Terrorism in the GCC: 11 - 18 December 2017
Terrorism and the war against it require functioning collective action which, in itself, requires a flow of information that can help decision makers understand the challenges posed by collective adversaries and the manner in which allies develop their counter-terrorism capabilities.
The Euro-Gulf Information Centre (EGIC) is proud to announce a weekly bulletin service that presents country briefings on terrorism-related news each week. In this way, we hope to make a contribution to enhancing EU-Gulf relations in the war against terrorism and extremist ideologies.
By: Wouter Jansen
Kingdom of Bahrain
14 December – An MoU was signed between Bahrain’s National Guard and the Pakistani Armed Forces on the implementation of Bader-2 – a joint counter-terrorism exercise to be held in Bahrain. The exercise is a follow-up of Bader-1, which was held in Pakistan and included military drills and skills to enhance cooperation and coordination between the countries.
State of Qatar
13 December – During a panel held at a think tank in Washington on Tuesday (12/12), US national security adviser HR McMaster said that Qatar and Turkey are taking on the new role of being the prime sponsors and funders of extremist Islamist ideology, which threatens Western interests. He also said that both Qatar and Turkey are major sponsors of the Muslim Brotherhood.
Kingdom of Saudi Arabia
14 December – The Kingdom of Saudi Arabia welcomed a United Nations report and US stand on the Iranian involvement in the missile strike aimed at the King Khaled International Airport in Saudi Arabia on November the fourth by Iranian-backed Houthi rebels in Yemen. State news agency SPA reported that Saudi Arabia demands immediate action against Tehran. Nikki Haley, US Ambassador to the UN, said that the presented pieces of the missile indicate the use of Iranian weapons, supplied to the Houthis, and thus in violation of UN resolutions. Under the Iranian nuclear deal, Tehran is prohibited from selling, supplying or transferring weapons out of the country without UN Security Council approval.

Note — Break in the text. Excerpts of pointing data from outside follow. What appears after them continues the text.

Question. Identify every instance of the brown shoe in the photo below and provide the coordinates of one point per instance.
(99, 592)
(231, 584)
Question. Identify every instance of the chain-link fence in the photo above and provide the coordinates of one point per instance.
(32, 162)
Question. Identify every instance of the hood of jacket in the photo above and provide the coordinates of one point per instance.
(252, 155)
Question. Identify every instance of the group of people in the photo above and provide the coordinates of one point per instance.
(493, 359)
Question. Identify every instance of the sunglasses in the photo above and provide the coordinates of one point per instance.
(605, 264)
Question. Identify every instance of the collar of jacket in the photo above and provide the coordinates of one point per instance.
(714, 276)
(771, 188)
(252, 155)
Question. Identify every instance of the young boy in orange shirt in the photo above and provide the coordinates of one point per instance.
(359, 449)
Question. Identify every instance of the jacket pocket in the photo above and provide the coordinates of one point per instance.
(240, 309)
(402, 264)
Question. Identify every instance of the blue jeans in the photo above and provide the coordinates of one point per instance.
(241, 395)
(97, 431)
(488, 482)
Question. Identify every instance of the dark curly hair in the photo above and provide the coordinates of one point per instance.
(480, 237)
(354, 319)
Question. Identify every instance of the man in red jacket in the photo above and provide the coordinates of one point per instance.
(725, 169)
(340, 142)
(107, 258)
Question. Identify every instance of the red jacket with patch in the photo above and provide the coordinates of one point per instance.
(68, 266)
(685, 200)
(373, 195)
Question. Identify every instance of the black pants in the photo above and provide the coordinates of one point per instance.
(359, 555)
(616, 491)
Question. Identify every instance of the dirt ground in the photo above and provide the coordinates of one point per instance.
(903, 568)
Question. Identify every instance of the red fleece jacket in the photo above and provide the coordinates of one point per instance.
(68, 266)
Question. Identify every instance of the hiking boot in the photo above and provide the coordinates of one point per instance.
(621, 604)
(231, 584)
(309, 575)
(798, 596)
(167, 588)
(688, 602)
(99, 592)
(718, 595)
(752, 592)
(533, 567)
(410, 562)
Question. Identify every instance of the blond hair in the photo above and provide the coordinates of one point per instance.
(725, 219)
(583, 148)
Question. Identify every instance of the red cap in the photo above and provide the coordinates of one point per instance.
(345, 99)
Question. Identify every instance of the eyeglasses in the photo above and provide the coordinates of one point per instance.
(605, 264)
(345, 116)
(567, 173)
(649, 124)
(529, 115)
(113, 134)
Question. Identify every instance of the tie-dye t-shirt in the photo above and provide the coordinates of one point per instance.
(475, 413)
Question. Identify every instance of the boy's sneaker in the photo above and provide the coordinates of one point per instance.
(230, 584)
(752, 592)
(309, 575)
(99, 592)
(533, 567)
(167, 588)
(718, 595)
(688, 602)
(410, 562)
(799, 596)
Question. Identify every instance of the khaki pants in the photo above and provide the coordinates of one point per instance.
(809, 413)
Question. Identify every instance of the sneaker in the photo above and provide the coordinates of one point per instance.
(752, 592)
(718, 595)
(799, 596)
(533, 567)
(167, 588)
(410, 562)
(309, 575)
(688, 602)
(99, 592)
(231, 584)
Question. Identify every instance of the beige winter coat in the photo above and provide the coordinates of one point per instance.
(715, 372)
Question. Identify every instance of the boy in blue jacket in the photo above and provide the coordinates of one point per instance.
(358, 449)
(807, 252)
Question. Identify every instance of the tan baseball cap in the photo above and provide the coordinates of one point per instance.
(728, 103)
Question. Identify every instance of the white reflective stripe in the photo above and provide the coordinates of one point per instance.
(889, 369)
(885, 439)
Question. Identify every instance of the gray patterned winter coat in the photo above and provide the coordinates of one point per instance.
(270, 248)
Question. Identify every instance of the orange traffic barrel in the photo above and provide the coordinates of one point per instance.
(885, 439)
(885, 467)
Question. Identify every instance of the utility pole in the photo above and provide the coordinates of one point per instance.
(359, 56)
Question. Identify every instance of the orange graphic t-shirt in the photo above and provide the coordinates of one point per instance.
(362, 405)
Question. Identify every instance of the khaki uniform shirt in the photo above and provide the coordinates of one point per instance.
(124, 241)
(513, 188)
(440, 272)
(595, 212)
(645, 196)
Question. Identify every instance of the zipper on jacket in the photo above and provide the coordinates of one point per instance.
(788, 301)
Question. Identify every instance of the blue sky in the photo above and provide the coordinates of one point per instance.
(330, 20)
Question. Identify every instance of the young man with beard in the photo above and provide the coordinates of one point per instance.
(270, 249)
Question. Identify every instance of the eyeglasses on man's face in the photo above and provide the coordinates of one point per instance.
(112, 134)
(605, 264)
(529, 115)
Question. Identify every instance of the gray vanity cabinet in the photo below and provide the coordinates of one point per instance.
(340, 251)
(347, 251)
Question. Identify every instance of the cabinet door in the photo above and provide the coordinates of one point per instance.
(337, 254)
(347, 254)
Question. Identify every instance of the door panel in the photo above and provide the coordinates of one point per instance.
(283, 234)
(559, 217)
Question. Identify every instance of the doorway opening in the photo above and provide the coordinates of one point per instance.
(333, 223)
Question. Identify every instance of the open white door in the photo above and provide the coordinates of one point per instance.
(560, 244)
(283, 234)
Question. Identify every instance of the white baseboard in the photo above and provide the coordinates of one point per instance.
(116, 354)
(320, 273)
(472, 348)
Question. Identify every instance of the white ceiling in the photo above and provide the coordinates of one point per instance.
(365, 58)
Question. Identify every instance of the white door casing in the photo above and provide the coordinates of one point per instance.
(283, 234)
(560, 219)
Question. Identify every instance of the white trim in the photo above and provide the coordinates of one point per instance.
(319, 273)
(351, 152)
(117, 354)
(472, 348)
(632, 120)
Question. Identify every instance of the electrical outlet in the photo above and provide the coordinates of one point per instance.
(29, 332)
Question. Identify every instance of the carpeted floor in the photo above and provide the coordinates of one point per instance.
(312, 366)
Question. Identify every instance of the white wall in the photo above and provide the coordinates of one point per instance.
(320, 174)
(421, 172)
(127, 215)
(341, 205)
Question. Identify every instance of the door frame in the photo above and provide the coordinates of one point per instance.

14 December – The Conflict Armament Research (CAR) released a 200-page document which states that weapons, used by the Islamic State, were originally provided by the United States and Saudi Arabia to groups in Syria who opposed the al-Assad regime. The weapons ended up in the hands of Islamic State primarily through battlefield capture.
The United Arab Emirates
11 December – United Arab Emirates Airlines Emirates and FlyDubai have resumed their use of Iraqi airspace for flights to other countries. This comes two days after Iraq declared victory over the Islamic State in the country.
13 December – The United Arab Emirates have pledged to give $30 million to the G5-Sahel in their fight against jihadists in West Africa’s region. Burkina Faso, Chad, Mali, Mauritania and Niger – being some of the poorest countries in the world – need the money to start their counter-terrorism operations. Saudi Arabia previously pledged to give $100 million, and now the total amount, given by the two Middle Eastern countries is $130 million.
Special note on the church attack in Quetta, Pakistan:
The United Arab Emirates, Bahrain, Qatar and Saudi Arabia have condemned the terrorist attack on a church in Quetta, Pakistan. Nine people were killed and at least another 35 wounded when two suicide bombers attack the church on Sunday (17/12) which was filled with worshippers. Islamic State claimed responsibility for the attack but gave no further details.
Special note on the New York terror attack:
The United Arab Emirates, Bahrain, Qatar and Saudi Arabia have condemned the terrorist attack in New York on 11 December. A Bangladeshi native used a pipe bomb, attached to his chest, to attack people at New York City's Port Authority subway terminal. No casualties were reported but four people were injured.